This reader brings together
American and
French scholars to discuss the recent paradigmatic shifts from anthropocentric theories toward new models of realism, objectivity, and even metaphysics, occurring in the realm of contemporary art and
philosophy—with the school of thought called New Existentialism as a guiding topic.
In the face of radical transitions in social organization, technology, and the living environment, numerous thinkers have moved away from semiotic and psychoanalytic critical models in order to question human agency and imagine a broader material one existing in the world. Yet the language attending such endeavors—often put forward in the spirit of “scientific” or “objective” exercise—suggests we would benefit from revisiting another era's interrogations of rationalism to engage the dilemmas of our own time.
The New Existentialism takes stock of contemporary art in light of these philosophical dialogues, proposing how the tenuous human subject is again faced with the prospect of defining its parameters and context in order to arrive at different terms for ethical thinking, conduct, and meaning.

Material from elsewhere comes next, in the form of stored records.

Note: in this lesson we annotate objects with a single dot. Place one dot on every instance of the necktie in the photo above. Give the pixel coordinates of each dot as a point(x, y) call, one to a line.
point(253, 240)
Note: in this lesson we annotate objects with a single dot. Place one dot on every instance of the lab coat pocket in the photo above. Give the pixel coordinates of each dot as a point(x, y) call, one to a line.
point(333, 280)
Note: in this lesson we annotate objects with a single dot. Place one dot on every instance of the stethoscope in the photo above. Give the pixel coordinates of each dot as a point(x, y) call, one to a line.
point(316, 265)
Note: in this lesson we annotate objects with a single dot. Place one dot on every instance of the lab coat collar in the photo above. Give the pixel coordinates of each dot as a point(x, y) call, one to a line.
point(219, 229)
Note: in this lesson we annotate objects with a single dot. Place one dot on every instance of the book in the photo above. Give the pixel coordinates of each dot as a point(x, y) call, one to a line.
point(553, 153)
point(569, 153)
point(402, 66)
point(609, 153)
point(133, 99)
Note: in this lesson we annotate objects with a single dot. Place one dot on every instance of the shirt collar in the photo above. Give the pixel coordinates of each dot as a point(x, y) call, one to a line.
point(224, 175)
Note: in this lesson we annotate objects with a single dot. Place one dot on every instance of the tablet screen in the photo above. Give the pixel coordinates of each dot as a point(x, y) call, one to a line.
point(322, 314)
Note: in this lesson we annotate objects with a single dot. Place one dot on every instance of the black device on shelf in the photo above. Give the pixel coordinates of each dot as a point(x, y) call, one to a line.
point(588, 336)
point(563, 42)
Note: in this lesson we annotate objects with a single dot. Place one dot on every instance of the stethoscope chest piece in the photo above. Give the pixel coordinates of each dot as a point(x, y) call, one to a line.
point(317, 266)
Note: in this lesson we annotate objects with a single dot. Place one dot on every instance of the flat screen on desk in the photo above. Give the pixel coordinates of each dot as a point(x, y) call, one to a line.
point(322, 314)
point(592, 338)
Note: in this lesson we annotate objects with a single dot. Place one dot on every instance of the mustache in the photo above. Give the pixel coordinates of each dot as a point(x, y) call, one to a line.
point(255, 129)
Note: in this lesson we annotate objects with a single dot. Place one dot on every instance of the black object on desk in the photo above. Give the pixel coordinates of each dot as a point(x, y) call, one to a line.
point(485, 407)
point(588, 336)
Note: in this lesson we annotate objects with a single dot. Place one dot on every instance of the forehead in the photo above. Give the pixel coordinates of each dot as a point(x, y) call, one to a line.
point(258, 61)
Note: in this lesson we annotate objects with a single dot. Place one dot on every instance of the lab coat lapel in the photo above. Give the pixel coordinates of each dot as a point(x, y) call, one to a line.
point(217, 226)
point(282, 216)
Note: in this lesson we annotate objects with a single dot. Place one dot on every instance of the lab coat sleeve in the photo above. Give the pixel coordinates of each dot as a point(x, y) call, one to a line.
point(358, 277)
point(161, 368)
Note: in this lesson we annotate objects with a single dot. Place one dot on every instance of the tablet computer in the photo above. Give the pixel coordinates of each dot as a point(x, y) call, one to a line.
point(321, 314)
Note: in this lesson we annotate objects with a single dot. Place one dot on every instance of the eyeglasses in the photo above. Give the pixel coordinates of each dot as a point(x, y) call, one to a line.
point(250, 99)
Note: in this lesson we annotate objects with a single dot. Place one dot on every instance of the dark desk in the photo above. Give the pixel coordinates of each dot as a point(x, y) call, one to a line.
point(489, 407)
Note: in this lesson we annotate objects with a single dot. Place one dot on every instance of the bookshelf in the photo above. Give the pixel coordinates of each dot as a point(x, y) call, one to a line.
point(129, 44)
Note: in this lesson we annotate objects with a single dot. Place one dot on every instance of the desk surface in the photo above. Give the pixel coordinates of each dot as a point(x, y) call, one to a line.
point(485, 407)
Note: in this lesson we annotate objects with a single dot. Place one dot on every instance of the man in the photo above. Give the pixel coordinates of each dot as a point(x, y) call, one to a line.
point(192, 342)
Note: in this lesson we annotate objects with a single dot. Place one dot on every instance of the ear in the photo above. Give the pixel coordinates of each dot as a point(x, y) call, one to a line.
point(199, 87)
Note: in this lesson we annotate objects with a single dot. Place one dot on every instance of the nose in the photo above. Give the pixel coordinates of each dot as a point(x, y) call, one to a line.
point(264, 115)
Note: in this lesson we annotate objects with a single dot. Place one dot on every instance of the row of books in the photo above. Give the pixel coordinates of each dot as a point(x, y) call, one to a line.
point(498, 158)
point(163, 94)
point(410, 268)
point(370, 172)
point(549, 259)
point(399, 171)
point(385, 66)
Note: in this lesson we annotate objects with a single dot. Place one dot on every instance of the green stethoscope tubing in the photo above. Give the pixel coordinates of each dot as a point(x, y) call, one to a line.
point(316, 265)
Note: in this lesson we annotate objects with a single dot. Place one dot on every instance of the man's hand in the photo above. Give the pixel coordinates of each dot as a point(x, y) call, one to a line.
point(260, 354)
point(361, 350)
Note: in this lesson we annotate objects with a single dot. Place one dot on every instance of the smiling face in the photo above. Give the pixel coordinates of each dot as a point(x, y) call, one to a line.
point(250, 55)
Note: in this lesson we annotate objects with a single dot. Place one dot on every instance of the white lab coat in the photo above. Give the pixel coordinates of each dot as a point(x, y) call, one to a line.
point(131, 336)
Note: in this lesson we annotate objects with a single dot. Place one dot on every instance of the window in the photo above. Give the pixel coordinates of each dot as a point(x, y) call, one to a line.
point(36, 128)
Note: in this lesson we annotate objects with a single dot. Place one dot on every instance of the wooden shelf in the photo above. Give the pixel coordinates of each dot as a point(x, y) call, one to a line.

Edited with a preface by curator and author Tim Griffin, The New Existentialism follows on from the eponymous conference organized at The Kitchen in the context of the ART2 festival in New York in April 2014.
The book is part of the
New York series, created conjunctively by Les presses du réel and the French Cultural Services in New York to publish theoretical texts in English not only on contemporary art but also on
dance, and on emerging American
performance that is more in line with
French thinking. The series is inspired by a simple assumption: that contemporary culture is a public good that offers perspective on the questions of our time. Today, contemporary art is increasingly merchandised and yet undervalued in its capacity to give new perspective on the globalized world in which we live. Keeping up with international debates, this series attempts to support that budding perspective.